His products are influenced by his Italian and Eastern European family and his time spent in Europe years ago. There, he first realized the benefits of and fell in love with food grown locally in a true farm to table context. His menu for the markets includes meat and fish stews, vegetarian, and vegan options. He has partnered with local growers, including some from Sunday’s Farm Market, to ensure he gets the freshest ingredients whenever possible. This makes his soups and stews even better. He is currently using Nallie Pastures pastured chicken backs to make the “most delightful stock.”
Recently he has been working with Albie Corbelli, a true “chef de cuisine,” Drew calls him.

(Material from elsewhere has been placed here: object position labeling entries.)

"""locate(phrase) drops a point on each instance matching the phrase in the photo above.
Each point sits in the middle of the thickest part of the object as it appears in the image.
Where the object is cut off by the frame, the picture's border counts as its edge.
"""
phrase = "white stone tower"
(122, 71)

The two have been collaborating in the kitchen to create new recipes and work on growing the business. “It was a big learning curve to go from cooking soup for 10 people to making 80-100 quarts of soup at a time.” He knows it takes a village to get a small business off the ground. Friends and family have all helped him get to where he is today. His husband Jeremy, deals with customers and orders and updates the website, so that Drew can stay focused on the soups and stews. “We’ve learned what our strengths are and working together we manage to do a lot of cool stuff. He keeps me organized,” Drew says. He also notes that even though their kids are small, they help where they can and are learning how to run a business. His mother in law is the business’s bookkeeper and his own mother helps to look after the kids and “always graciously runs to the market if I forget something.” Drew says.
Quickly outgrowing the rental space he shares, Drew is very close to opening a commercial kitchen and small retail space on Main Street in Reading, MA. The small retail section will also sell other local products, including Lowell’s own Craic Sauce hot sauce and he is looking forward to creating and providing new products, including prepared meals.
Drew quickly fell in love with The Farm Market and it is one of his favorite places to be. The Mill No. 5 vibe is “so quirky, with so much creativity, with folks from all walks of life. The clientele are really cool, really down-to-earth, dedicated people who I see every time I come.” Food brings people together and good food is nourishing both emotionally and physically. Those dedicated customers continue to buy his products because they know it will treat them well.